Najman mógł zlekceważyć 87-latka lub potraktować go z politowaniem. Postanowił jednak odpowiedzieć w dosadny sposób. Okazuje się, że stanąłby do walki... pod jednym warunkiem.
"Gdybyś miał Goebbelsie Stanu Wojennego ze 40 lat mniej zrobiłbym to z przyjemnością, to co z Don Kablem, czyli obalił i nakładł po łbie, za to co wyrządziłeś Polsce" - zakomunikował były bokser również za pośrednictwem Twittera.
Urban to jedna z ikon schyłkowego okresu PRL. Sprawował funkcję rzecznika Rady Ministrów w latach 1981-89. Obecnie jest publicystą w randze redaktora naczelnego tygodnika "NIE".
Tymczasem 41-letni Najman zapowiedział pożegnalną (?) walkę w oktagonie. Jak twierdzi, rozmawia obecnie w kraju z dwoma dużymi organizacjami MMA. Efekt negocjacji mamy poznać niebawem.

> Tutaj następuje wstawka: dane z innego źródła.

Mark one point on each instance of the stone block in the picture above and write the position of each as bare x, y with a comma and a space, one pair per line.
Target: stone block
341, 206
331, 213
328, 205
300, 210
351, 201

Ostatnim pojedynkiem częstochowianina miało być starcie z Kasjuszem "Don Kasjo" Życińskim na gali Fame MMA 8. Konfrontacja zakończyła się skandalem. Po dwóch faulach Najmana walka została przerwana, a w klatce doszło do karczemnej awantury.
W efekcie tych wydarzeń na "El Testosterona" gospodarze wieczoru nałożyli dożywotnią dyskwalifikację. Nie wyklucza to jednak jego walk w innych organizacjach.